As individuals, we are not powerless. We control our attitude and our emotions. There are a lot of choices we have to make that are unpleasant, uncomfortable, or just plain unfair and awful, but reality and circumstances are not always what we want or feel we deserve.

I have struggled this week with various things, and honestly, I have no clear idea why. At work my bosses are effusive in their assessment of and praise for how I am conducting myself and the business matters at hand. My particular management style, while very different than their own, works well with the staff dynamic. Self-employment work is chugging along and gaining more steam with renewals and new clients, short-term projects. M and I are fine, busy pursuing our own objectives at  home and doing a fair number of standing up dinners enroute to something else that needs to get done. Trainer J is not raining pitiful looks in my direction that say I’m a sad sack broken bird in my efforts or giving me any indications that something has changed to where I feel as crappy as I have been about my own efforts and performance in practices of late. Kids, tribe, other friends are fine, on the mend and doing well in their own lives.

So why the mild funk, I wonder? M suggests it seasonal affective disorder. That would be a new twist if that were the case; I have never been bothered by the time change or the shorter daylight hours.

It’s certainly nothing serious. Even mild funk might be a bit strong to cover the higher self-critical tone I have had of late. Today was good, better than I have been in the last couple of weeks, in that while imperfect I went through my List of the day this morning with stronger focus and resolve. Work is perking right along, and walking at lunch today we were discussing funks, depression, anxiety, and the medications available to battle such issues. Having a day where I am so busy that my time to navel-gaze and overthink my own life’s miniscule drama is also always a good thing. Tends to put things into better perspective for me.

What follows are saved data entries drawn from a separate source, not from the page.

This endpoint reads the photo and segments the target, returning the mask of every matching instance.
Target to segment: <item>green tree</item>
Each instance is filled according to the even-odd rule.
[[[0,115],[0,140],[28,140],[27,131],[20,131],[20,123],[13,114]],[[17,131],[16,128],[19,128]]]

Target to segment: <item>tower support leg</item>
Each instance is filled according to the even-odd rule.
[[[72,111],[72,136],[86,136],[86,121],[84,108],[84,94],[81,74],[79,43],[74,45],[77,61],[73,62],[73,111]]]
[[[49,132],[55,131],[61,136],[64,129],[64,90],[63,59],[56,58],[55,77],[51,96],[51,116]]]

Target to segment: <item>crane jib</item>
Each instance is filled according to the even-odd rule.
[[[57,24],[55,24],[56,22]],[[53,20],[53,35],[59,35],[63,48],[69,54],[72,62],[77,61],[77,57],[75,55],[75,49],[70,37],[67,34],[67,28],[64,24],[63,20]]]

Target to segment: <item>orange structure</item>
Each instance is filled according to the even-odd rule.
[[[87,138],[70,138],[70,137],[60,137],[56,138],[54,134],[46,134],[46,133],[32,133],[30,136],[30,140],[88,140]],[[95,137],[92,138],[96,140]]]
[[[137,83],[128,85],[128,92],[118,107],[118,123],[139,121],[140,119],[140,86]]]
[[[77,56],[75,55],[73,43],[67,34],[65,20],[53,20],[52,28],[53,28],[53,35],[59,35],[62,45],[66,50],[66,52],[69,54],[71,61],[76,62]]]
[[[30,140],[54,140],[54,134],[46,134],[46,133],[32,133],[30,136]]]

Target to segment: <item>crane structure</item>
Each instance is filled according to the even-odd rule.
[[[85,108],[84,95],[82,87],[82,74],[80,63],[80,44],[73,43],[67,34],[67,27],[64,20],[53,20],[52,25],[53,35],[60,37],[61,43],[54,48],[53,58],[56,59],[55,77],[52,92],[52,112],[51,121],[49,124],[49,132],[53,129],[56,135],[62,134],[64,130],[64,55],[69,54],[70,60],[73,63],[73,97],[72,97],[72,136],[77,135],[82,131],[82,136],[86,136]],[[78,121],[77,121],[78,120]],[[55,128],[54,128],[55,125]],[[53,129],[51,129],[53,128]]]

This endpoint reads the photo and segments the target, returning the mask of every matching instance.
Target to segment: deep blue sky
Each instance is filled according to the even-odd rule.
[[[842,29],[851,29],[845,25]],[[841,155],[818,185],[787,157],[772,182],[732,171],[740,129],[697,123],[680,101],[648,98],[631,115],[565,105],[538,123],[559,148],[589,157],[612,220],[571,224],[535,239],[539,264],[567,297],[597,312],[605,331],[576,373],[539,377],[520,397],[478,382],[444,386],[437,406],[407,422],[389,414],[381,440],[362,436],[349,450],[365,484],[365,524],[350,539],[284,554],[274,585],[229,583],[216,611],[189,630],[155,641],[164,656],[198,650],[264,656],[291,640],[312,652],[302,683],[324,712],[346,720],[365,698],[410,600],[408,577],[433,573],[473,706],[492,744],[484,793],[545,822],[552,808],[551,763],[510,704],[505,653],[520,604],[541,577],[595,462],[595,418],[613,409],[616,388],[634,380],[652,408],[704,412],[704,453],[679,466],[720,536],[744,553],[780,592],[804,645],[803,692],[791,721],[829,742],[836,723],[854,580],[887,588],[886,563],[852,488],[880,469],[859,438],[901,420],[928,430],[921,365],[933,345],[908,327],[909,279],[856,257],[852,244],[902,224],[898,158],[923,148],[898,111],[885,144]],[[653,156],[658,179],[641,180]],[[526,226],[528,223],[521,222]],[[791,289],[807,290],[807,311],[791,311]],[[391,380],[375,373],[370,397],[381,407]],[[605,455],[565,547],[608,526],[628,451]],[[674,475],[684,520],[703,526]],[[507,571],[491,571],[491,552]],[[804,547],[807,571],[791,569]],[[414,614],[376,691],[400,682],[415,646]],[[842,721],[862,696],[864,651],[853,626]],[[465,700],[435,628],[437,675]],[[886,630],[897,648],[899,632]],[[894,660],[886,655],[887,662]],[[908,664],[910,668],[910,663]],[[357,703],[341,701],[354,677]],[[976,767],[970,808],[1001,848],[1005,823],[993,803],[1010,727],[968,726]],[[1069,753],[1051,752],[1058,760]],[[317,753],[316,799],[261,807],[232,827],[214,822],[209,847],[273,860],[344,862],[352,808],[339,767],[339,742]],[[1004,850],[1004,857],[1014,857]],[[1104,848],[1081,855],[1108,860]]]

Righting my own ship – action is not always required. Occasionally I just need to ride out the squall and let mind find its happy place again. Of course, limiting social media and reading some of the many books piling up on my Kindle and in my “you should read this” recommendations list makes Janelle a much healthier, happier, positive-outlooked person.

Tomorrow is Thursday – training day! How I know for sure I am on the bounce and enroute to righting the mind ship? Earlier today J told me the Thursday 8 a.m. tribe member is out of town, which means if we run late we can take some extra time. That’s always a happy thing, even if I am spoiled, Spoiled, SPOILED (as friend J remarked earlier). But also, it’s likely a teaching day. We just finished our review of another series of workouts we began a few months ago, interrupted with another style of body part splits, and only recently returned to. Next could be kettle bells or some new version of mix-and-match exercise Lists. Whatever. I don’t care. I’ve had a self-imposed weird week with exercise (although today was quite good) and look forward to interactive Q&A rather than just letting my curiosity sit and spin in my own head about what I or others in my line of sight are doing.

And even this deep into regular, consistent exercise nearly every day, I am still ridiculously excited about training days.